Kinross Gold (TSX: K; NYSE: KGC) has slashed the projected start-up costs of a mill expansion project at its Tasiast gold mine in Mauritania by 41% to US$1.6 billion, as shown in a new feasibility study, but intends to wait until 2015 before making a construction decision.
The study envisions replacing the existing 8,000-tonne-per-day mill with a new 38,000-tonne-per-day mill. Over the first five years, starting in 2018, the expanded open-pit mine could produce 848,000 oz. gold a year at all-in costs of US$792 per oz. Production over the 12-year mine life would average 664,000 oz. a year at all-in costs of US$780 per oz.
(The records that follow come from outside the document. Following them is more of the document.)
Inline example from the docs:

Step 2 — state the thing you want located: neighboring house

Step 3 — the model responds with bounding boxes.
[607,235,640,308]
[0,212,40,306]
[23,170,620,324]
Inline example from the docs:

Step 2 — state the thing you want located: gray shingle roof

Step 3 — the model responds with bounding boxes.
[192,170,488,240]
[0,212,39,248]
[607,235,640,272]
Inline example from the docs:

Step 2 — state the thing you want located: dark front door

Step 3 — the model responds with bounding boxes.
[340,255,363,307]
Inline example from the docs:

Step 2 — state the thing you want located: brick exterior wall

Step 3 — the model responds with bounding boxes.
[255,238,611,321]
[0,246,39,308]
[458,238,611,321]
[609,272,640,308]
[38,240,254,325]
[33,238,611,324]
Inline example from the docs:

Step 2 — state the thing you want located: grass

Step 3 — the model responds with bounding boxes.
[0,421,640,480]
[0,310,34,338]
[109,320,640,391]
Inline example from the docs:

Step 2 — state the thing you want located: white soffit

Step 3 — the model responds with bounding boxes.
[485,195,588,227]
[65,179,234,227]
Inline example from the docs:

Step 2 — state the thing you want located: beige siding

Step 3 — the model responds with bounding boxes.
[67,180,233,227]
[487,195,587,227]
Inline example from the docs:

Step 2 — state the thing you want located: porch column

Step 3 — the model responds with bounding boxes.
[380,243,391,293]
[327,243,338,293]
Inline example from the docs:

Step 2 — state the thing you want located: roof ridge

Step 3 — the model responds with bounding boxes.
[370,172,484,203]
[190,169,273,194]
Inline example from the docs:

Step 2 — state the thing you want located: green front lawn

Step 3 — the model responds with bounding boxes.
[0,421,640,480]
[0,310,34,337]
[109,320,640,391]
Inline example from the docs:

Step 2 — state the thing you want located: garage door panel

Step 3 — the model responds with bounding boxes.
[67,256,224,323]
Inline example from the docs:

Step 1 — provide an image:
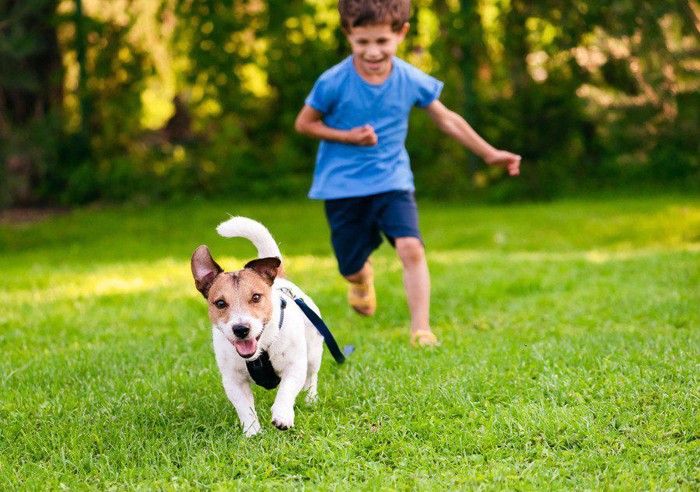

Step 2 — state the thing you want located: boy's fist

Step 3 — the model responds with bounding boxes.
[346,125,377,146]
[484,150,522,176]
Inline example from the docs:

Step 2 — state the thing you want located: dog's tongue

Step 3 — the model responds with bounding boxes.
[233,338,258,357]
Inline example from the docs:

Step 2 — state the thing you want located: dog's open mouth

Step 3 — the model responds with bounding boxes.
[232,338,258,359]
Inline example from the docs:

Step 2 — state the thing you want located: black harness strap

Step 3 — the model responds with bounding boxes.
[245,298,287,389]
[294,297,355,364]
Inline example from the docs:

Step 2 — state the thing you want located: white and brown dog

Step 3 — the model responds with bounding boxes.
[192,217,323,436]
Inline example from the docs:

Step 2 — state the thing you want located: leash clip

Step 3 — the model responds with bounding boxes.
[280,287,297,301]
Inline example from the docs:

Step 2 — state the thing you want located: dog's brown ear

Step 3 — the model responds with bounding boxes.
[190,245,224,299]
[245,257,282,285]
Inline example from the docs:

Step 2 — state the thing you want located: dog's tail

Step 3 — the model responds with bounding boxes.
[216,217,282,260]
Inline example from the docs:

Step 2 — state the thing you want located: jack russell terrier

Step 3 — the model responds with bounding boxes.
[191,217,323,436]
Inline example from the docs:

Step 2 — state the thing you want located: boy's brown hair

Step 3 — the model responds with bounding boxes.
[338,0,411,32]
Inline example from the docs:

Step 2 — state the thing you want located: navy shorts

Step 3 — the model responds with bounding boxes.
[325,190,423,276]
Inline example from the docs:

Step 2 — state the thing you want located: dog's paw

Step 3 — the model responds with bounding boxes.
[243,421,262,437]
[272,406,294,430]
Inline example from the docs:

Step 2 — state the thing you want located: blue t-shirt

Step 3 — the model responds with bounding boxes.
[306,56,443,200]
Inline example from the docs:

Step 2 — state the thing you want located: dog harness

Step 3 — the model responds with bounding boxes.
[245,298,287,389]
[245,287,355,389]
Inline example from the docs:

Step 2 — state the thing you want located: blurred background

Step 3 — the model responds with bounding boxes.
[0,0,700,207]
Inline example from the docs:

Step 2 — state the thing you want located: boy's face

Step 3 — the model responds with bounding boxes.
[345,23,409,79]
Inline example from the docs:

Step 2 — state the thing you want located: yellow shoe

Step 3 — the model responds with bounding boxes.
[348,264,377,316]
[411,330,440,347]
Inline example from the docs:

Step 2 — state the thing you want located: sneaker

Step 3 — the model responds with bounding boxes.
[411,330,440,347]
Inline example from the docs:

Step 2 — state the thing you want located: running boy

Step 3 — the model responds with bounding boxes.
[295,0,520,345]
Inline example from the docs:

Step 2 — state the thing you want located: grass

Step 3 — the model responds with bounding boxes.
[0,195,700,490]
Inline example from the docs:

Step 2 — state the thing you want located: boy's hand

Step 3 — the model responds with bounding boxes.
[484,150,522,176]
[345,125,378,146]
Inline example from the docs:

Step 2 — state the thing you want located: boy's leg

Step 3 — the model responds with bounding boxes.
[396,237,430,334]
[344,260,377,316]
[325,196,382,316]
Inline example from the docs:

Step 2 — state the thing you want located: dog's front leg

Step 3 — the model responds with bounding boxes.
[272,362,306,430]
[224,379,260,437]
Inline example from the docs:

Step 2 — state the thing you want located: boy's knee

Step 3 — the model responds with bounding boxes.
[396,237,425,264]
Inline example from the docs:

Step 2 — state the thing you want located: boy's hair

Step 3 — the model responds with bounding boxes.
[338,0,411,32]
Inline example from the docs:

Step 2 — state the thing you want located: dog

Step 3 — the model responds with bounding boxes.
[191,217,323,437]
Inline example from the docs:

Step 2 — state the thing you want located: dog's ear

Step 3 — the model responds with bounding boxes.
[191,245,224,299]
[245,257,282,285]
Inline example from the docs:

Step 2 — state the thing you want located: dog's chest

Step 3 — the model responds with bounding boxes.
[245,351,282,389]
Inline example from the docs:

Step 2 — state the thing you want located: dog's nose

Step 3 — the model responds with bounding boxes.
[233,325,250,338]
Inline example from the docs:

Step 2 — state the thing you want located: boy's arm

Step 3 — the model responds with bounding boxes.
[425,99,520,176]
[294,104,377,146]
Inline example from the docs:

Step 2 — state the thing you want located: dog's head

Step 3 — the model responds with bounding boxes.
[191,246,282,359]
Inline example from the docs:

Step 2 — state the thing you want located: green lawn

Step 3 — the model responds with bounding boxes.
[0,195,700,490]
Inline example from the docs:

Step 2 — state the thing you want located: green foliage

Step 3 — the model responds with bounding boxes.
[0,195,700,490]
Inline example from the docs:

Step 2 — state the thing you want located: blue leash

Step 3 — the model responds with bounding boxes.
[280,288,355,364]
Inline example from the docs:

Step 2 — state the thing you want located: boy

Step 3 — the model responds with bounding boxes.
[295,0,520,346]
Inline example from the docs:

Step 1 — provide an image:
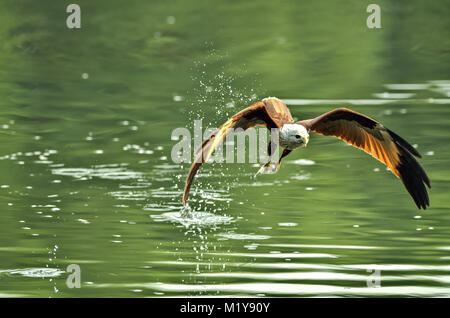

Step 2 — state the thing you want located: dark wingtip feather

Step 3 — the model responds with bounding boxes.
[396,146,431,210]
[386,128,422,158]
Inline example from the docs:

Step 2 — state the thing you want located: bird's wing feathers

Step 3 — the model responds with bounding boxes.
[183,98,294,205]
[298,108,431,209]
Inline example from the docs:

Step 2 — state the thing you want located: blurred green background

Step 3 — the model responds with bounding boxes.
[0,0,450,297]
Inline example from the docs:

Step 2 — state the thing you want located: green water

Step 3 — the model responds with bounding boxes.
[0,0,450,297]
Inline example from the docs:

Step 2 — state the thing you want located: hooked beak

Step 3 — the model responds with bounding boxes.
[302,136,309,147]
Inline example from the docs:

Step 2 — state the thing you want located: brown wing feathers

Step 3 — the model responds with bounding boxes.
[299,108,431,209]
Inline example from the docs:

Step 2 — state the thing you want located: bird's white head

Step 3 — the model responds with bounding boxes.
[280,124,309,150]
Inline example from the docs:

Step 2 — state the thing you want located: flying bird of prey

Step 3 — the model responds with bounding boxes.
[183,97,431,209]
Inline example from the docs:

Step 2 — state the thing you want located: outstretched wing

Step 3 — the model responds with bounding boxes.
[183,98,294,205]
[298,108,431,209]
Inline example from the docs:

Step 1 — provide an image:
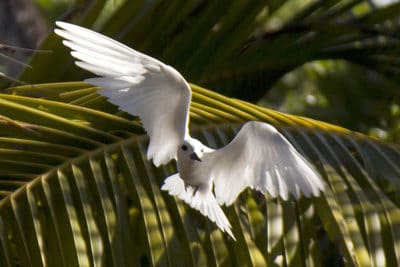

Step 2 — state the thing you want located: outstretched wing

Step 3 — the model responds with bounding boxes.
[55,21,191,166]
[203,121,323,205]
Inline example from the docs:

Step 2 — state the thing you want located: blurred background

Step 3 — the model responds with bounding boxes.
[0,0,400,143]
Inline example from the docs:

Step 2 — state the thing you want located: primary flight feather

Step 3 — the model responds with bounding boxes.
[55,21,323,239]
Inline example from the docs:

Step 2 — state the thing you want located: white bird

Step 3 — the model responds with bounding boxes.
[55,21,324,242]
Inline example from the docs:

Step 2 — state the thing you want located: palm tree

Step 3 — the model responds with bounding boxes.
[0,0,400,266]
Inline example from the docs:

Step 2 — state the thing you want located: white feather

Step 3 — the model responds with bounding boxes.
[55,22,191,166]
[161,173,236,240]
[55,22,323,239]
[202,121,323,205]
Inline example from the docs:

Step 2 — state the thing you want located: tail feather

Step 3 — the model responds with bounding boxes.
[161,173,236,240]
“The mill expansion will transform Tasiast into the largest mine in our portfolio, and as the study forecasts, from one of our highest-cost operations to among our lowest,” said Kinross CEO J. Paul Rollinson on a conference call.
During the first five years, the head grade should be 2.09 grams gold per tonne, and over the mine life decline to 1.76 grams gold. Overall mill recovery would be 93% with a waste-to-ore strip ratio of 5.92.
Projected costs to get the mine up and running are US$1.6 billion, including a US$182-million contingency. The initial investment will go towards building a new mill, crusher and an incremental 85-megawatt power plant on-site, as well as buying more mining equipment. Payback is estimated within three years.
In comparison, an April 2013 prefeasibility study (PFS) anticipated start-up costs of US$2.7 billion for a 30,000-tonne-per-day mill, producing 475,000 oz. a year at all-in sustaining costs of US$910 per oz. over a slightly longer mine life.
Rollinson says the US$1 billion in cost reductions are due to three factors. First, Kinross removed US$330 million in infrastructure investments made in 2013 from the expansion capital, where it built several facilities, including a truck stop, warehouse and water-treatment plant. Second, it saved US$277 million by deferring construction of a seawater plant to later in the mine life due to lower anticipated water demand. Third, it eliminated US$493 million by identifying 230 cost-saving initiatives to optimize the project’s design, scope and execution strategy.
Analysts note while the headline reduction is US$1 billion, the “real” savings are US$500 million, or 18%, due to the 230 cost-saving initiatives, describing the other reductions as sunk or deferred capital.
Rollinson says the expansion plan “potentially provides an attractive incredible case for a new 38,000-tonne-per-day mill” that could boost Kinross’ production profile, lower overall costs and generate cash flow.
The mine, expected to take three years to build, should generate US$2.5 billion in free cash flow over its life. Some US$600 million in direct payments in the form of taxes, royalties and duties from the mine will go to the government during this time.
Using a US$1,350 per oz. gold price and 5% discount rate, the Tasiast expansion has a 17% internal rate of return (IRR) and a US$1.2-billion net present value after taxes, compared to an 11% IRR and US$1.1-billion NPV at a US$1,500 per oz. gold price in the PFS.
The improved prospects resulted from lower start-up costs, an optimized mine plan and improved operating costs, Rollinson notes. The mine plan used reserves of 9.6 million oz. gold, compared to 6.5 million oz. earlier.
While the expansion is attractive, Rollinson says Kinross will not make a “go-ahead decision until 2015, at the earliest.”
Meanwhile, it will work on enhancing Tasiast’s prospects, improving investment conditions in Mauritania and financing options. The gold price will also play a factor in the decision.
Kinross received the project by acquiring Red Back Mining for US$7.1 billion in 2010. Since then, the miner has written down most of Tasiast’s value.
Last year, the mine produced 248,000 equivalent oz. gold.